Generative Engine Optimization

BPJS or Private Health Insurance? Write This Carefully

Nearly everyone already has BPJS Kesehatan. Here is how to write top-up health insurance content that adds value without disparaging it.

By Tessar Napitupulu, Founder and CEO of PT Arfadia Digital Indonesia, Forbes Agency Council member, and author of Found Before They Search and Cited or Silent. Published July 2026.

BPJS Kesehatan, Indonesia's mandatory national health insurance scheme, covered roughly 283 million participants as of October 2025, equal to 99.34% of the population. That single fact should shape almost every sentence of private health insurance content written for the Indonesian market, because it means the overwhelming majority of readers already have a default answer to "do I have health coverage." The question private health insurance content actually has to answer is narrower and more specific: what does that default coverage not include, and is the gap large enough to matter to this particular reader.

Get that framing wrong, and the content either wastes effort explaining coverage the reader already has, or worse, reads as an attack on a public programme most Indonesians rely on and many feel genuinely loyal to. Get it right, and the content becomes the clearest, most useful explanation of a genuinely confusing overlap that most competitors either oversimplify or avoid addressing directly.

What BPJS Kesehatan Actually Covers, and Where the Real Gaps Sit

The most consequential regulatory change affecting this content category right now is KRIS, the Kelas Rawat Inap Standar reform, which standardises hospital inpatient room classes under BPJS Kesehatan and phases out the old Class 1, 2, and 3 differentiation. For a reader accustomed to BPJS Class 1, which functioned close to a private-room equivalent, KRIS represents a real downgrade in the specific amenity that reader may value most: room privacy and comfort during hospitalisation. That is one of the few places where a private top-up product genuinely and unambiguously adds value, and it deserves to be explained plainly rather than buried in a product brochure.

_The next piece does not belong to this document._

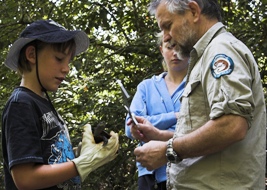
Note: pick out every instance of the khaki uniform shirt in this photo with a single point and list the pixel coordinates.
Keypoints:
(223, 78)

Beyond room class, the gaps that matter most in practice are outpatient coverage limits, claims processing speed, access to a broader hospital network including facilities outside the BPJS system, and coverage for certain non-communicable disease treatments with more flexible waiting periods than the public scheme allows. None of these are reasons BPJS Kesehatan is inadequate as a baseline. They are reasons a specific reader, with a specific health profile and risk tolerance, might reasonably want a supplement.

The Coverage Reality

Near-Universal Base, Specific Gaps

What almost every reader already has, and what they might still be missing

283 Million

BPJS Kesehatan participants as of October 2025, 99.34% of the population

KRIS Reform

Standardised room classes replace the old Class 1/2/3 system, a real change for former Class 1 members

+29.3% YoY

Growth in individual health claims, H1 2024, a system already under demand pressure

Rp20 Trillion

Projected BPJS system deficit for 2024, part of the pressure behind KRIS and reform generally

Sources: Mordor Intelligence, citing BPJS/JKN data • industry reporting on KRIS and BPJS financial pressure
Created by Arfadia • blog.arfadia.com

The Query Cluster Content Actually Needs to Answer

Search behaviour around this overlap organises into a small number of recurring, specific patterns, and each deserves its own content treatment rather than a single generic "BPJS vs private insurance" page trying to answer all of them at once.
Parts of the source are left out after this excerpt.